Monitor Consul with Prometheus and Grafana

Set up comprehensive monitoring for HashiCorp Consul using Prometheus metrics collection and Grafana dashboards. Configure telemetry export, alerting rules, and visualization for service discovery health and performance.

Prerequisites

Running Consul cluster
Root or sudo access
Network access between monitoring components
Basic understanding of Prometheus and Grafana

What this solves

Consul service discovery requires comprehensive monitoring to ensure healthy service registration, discovery performance, and cluster stability. This tutorial configures Prometheus to collect Consul telemetry metrics and creates Grafana dashboards for visualizing service health, cluster performance, and automated alerting on critical issues.

Prerequisites

You need a running Consul cluster with basic configuration. If you haven't set up Consul yet, follow our Consul installation guide first. You'll also need Prometheus and Grafana installed on your monitoring server.
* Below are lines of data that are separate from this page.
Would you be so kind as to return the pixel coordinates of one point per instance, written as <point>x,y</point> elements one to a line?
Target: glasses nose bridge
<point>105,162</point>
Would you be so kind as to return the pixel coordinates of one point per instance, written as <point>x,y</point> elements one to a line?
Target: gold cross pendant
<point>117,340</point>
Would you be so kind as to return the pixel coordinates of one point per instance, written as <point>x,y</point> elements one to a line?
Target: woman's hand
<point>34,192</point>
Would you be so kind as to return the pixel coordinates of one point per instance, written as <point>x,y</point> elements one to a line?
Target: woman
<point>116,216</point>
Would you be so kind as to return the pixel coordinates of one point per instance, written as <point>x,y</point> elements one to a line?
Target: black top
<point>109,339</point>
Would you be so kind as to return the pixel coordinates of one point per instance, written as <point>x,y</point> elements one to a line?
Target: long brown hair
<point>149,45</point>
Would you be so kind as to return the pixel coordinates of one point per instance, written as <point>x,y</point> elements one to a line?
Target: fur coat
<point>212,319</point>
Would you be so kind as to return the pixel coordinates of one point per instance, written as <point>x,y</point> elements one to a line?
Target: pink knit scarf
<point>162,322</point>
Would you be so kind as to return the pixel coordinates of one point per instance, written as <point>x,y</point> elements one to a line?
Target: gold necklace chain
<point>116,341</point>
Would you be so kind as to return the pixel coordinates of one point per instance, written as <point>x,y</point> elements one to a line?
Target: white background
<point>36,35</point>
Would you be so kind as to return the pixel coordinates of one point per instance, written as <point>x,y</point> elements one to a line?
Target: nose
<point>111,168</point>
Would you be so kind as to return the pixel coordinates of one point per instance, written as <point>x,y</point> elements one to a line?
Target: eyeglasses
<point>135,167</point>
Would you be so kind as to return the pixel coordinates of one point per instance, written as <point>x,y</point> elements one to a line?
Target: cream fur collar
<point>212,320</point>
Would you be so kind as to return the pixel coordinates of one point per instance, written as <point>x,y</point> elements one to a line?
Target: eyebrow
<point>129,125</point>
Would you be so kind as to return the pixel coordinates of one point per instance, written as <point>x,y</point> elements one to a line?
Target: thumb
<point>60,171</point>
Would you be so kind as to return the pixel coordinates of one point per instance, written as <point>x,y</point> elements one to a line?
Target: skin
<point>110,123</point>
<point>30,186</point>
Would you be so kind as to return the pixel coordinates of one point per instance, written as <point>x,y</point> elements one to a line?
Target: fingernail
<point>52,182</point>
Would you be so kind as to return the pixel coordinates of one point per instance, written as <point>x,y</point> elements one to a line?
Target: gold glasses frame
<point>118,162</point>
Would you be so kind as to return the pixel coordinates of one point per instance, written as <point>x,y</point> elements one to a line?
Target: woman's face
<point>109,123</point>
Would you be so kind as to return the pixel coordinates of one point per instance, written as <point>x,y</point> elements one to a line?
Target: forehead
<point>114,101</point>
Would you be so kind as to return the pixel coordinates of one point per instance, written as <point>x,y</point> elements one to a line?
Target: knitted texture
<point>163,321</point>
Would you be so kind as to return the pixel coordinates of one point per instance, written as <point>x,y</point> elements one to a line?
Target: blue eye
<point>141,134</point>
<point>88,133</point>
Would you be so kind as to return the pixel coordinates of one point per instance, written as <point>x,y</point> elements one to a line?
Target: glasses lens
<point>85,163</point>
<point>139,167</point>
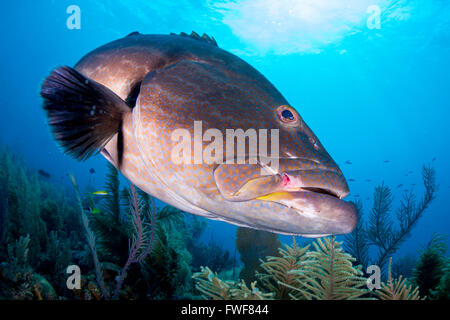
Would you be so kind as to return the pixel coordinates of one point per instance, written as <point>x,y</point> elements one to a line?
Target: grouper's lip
<point>329,209</point>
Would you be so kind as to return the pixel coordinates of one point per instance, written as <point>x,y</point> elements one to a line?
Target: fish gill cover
<point>368,77</point>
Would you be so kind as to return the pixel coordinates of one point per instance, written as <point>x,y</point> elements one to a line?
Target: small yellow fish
<point>100,193</point>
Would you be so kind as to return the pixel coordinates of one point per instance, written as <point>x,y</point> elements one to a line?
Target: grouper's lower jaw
<point>323,213</point>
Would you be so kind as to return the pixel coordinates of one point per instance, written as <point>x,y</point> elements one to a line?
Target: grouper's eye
<point>287,115</point>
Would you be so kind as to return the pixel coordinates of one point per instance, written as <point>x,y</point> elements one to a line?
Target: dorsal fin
<point>196,36</point>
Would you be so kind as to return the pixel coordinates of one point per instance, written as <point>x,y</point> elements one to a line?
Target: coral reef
<point>281,270</point>
<point>127,248</point>
<point>254,245</point>
<point>324,272</point>
<point>430,267</point>
<point>211,287</point>
<point>45,228</point>
<point>397,289</point>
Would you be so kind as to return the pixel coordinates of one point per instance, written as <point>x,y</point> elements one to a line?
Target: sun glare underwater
<point>120,177</point>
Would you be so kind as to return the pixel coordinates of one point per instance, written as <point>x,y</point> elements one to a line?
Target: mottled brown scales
<point>181,80</point>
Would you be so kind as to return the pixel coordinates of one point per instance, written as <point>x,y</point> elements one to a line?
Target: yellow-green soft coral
<point>278,271</point>
<point>328,274</point>
<point>397,289</point>
<point>211,287</point>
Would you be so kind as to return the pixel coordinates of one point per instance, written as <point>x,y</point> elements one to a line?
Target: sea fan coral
<point>278,273</point>
<point>328,274</point>
<point>397,289</point>
<point>209,284</point>
<point>384,232</point>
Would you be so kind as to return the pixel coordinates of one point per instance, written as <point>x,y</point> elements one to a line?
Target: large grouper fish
<point>141,102</point>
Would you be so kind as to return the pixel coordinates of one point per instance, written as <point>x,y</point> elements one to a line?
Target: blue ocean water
<point>377,95</point>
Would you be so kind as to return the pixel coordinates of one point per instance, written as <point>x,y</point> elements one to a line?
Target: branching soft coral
<point>142,239</point>
<point>211,287</point>
<point>329,274</point>
<point>381,230</point>
<point>324,273</point>
<point>397,289</point>
<point>277,274</point>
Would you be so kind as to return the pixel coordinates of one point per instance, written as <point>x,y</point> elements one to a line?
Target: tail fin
<point>83,113</point>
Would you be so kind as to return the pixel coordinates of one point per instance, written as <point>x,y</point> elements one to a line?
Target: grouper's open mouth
<point>306,201</point>
<point>320,208</point>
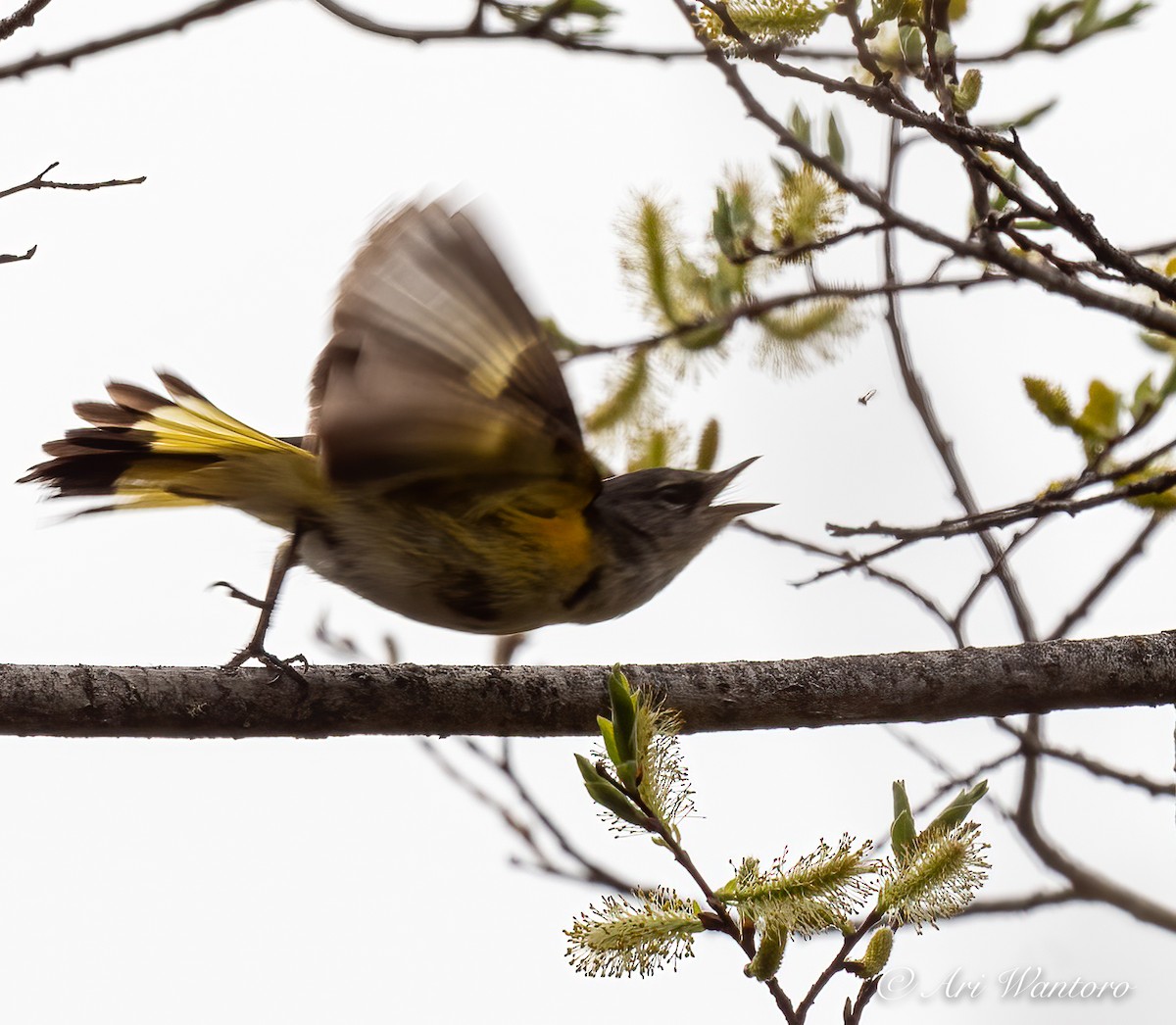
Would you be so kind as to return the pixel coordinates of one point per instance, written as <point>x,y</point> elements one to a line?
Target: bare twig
<point>40,181</point>
<point>848,561</point>
<point>1083,882</point>
<point>13,258</point>
<point>1033,742</point>
<point>23,18</point>
<point>1088,601</point>
<point>65,58</point>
Step-by-step configuration

Install monitoring stack components

Install Prometheus and Grafana on your monitoring server to collect and visualize Consul metrics.

sudo apt update
sudo apt install -y prometheus grafana curl wget
sudo systemctl enable prometheus grafana-server

sudo dnf update -y
sudo dnf install -y prometheus grafana curl wget
sudo systemctl enable prometheus grafana-server

Configure Consul telemetry

Enable Consul's built-in telemetry and metrics export to make data available for Prometheus scraping.

telemetry {
  prometheus_retention_time = "30s"
  disable_hostname = true
  enable_hostname_label = true
  
  statsd_address = "127.0.0.1:8125"
  statsite_address = "127.0.0.1:8126"
  
  metrics_prefix = "consul"
  
  circonus_api_token = ""
  circonus_api_app = "consul"
  
  dogstatsd_addr = ""
  dogstatsd_tags = []
}

Enable Consul HTTP API metrics endpoint

Configure Consul to expose metrics through its HTTP API endpoint for Prometheus collection.

ports {
  http = 8500
}

ui_config {
  enabled = true
  metrics_provider = "prometheus"
  metrics_proxy {
    base_url = "http://localhost:9090"
  }
}

connect {
  enabled = true
}

log_level = "INFO"
log_json = true

Restart Consul with telemetry configuration

Apply the telemetry configuration by restarting Consul and verify the metrics endpoint is accessible.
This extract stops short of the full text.